Node restart and down node recovery v5

PGD is designed to recover from node restart or node disconnection. The disconnected node rejoins the group by reconnecting to each peer node and then replicating any missing data from that node.

When a node starts up, each connection begins showing up in bdr.node_slots with bdr.node_slots.state = catchup and begins replicating missing data. Catching up continues for a period of time that depends on the amount of missing data from each peer node and will likely increase over time, depending on the server workload.

If the amount of write activity on each node isn't uniform, the catchup period from nodes with more data can take significantly longer than other nodes. Eventually, the slot state changes to bdr.node_slots.state = streaming.

Nodes that are offline for longer periods, such as hours or days, can begin to cause resource issues for various reasons. Don't plan on extended outages without understanding the following issues.

Each node retains change information (using one replication slot for each peer node) so it can later replay changes to a temporarily unreachable node. If a peer node remains offline indefinitely, this accumulated change information eventually causes the node to run out of storage space for PostgreSQL transaction logs (WAL in pg_wal), and likely causes the database server to shut down with an error similar to this:

PANIC: could not write to file "pg_wal/xlogtemp.559": No space left on device

Or, it might report other out-of-disk related symptoms.

In addition, slots for offline nodes also hold back the catalog xmin, preventing vacuuming of catalog tables.

On EDB Postgres Extended Server and EDB Postgres Advanced Server, offline nodes also hold back freezing of data to prevent losing conflict-resolution data (see Origin conflict detection).
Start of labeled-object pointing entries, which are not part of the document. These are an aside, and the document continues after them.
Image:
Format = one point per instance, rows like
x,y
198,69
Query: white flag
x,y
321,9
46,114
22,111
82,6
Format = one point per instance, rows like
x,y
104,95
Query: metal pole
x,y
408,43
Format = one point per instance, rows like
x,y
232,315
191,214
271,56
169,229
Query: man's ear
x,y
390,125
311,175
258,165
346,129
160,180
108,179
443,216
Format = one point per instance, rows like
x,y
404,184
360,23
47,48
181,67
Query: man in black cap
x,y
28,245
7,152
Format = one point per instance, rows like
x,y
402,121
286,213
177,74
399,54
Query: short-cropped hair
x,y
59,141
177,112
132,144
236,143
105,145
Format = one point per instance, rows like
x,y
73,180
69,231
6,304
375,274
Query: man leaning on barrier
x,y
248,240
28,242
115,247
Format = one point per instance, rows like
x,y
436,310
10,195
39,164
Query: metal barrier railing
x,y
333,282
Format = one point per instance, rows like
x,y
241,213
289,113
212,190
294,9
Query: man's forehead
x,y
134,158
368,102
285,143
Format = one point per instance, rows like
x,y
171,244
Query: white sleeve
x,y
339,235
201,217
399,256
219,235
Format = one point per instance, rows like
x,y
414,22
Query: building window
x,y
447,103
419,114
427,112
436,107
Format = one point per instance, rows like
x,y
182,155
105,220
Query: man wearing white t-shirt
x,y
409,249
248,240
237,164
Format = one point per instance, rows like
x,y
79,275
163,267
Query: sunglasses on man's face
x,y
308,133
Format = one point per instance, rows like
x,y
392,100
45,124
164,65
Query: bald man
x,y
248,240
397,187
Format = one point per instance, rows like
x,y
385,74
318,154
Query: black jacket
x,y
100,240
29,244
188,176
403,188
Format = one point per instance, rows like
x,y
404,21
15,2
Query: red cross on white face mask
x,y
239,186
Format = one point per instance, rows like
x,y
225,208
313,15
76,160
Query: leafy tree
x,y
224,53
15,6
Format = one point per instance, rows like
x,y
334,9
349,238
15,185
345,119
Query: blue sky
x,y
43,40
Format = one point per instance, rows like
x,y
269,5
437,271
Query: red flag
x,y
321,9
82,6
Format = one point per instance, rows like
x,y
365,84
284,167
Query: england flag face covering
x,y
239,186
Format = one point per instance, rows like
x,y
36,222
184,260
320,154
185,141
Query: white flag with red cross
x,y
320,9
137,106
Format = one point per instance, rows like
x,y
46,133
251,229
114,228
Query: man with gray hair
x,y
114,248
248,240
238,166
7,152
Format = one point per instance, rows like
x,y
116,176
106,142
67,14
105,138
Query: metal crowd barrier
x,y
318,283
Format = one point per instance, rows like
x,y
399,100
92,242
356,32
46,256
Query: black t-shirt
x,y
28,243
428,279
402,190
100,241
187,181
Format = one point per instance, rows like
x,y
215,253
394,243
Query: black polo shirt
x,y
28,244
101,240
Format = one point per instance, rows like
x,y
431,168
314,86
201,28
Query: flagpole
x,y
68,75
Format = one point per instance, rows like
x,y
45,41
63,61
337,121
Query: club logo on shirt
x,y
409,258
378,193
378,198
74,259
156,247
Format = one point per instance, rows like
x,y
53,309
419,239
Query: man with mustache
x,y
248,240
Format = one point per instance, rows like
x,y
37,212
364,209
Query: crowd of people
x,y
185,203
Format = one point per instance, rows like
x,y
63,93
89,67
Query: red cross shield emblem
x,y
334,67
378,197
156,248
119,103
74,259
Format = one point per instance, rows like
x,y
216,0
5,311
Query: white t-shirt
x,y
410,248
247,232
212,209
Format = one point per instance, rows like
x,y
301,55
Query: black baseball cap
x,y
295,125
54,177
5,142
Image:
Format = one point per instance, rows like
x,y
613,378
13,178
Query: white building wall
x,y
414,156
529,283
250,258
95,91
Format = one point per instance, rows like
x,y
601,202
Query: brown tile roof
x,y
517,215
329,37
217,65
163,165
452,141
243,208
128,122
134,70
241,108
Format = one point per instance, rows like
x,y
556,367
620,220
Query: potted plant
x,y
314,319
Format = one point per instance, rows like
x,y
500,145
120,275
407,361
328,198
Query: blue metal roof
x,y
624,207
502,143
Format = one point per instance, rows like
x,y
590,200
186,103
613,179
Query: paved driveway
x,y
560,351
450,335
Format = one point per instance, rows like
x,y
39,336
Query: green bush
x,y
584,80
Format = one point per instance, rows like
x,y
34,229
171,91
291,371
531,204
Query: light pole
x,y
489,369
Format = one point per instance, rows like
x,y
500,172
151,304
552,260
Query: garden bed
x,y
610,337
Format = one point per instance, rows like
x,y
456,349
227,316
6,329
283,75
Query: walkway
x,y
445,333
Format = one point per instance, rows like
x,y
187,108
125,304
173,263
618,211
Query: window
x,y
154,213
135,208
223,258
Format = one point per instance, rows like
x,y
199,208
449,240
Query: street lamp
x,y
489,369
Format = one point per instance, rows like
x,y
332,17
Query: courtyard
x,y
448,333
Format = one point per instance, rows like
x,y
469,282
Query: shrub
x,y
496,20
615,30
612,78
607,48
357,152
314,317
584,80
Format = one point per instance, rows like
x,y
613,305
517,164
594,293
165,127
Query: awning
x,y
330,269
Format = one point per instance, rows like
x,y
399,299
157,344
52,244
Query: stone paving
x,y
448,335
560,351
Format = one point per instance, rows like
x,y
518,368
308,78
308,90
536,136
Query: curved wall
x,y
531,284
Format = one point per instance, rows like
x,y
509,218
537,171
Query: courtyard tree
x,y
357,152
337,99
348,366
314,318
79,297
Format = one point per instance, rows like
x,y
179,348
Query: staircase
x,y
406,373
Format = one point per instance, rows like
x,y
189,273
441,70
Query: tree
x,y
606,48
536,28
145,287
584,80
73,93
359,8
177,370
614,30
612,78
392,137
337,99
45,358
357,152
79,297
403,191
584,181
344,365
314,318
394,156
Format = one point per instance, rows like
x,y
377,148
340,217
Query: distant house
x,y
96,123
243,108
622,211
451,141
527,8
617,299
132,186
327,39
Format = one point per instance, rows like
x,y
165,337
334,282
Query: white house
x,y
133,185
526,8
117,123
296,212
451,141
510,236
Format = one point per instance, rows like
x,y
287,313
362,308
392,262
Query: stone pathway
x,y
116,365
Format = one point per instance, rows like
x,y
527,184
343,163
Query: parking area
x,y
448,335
Administrators must monitor for node outages (see monitoring) and make sure nodes have enough free disk space. If the workload is predictable, you might be able to calculate how much space is used over time, allowing a prediction of the maximum time a node can be down before critical issues arise.

Don't manually remove replication slots created by PGD. If you do, the cluster becomes damaged and the node that was using the slot must be parted from the cluster, as described in Replication slots created by PGD.

While a node is offline, the other nodes might not yet have received the same set of data from the offline node, so this might appear as a slight divergence across nodes. The parting process corrects this imbalance across nodes. (Later versions might do this earlier.)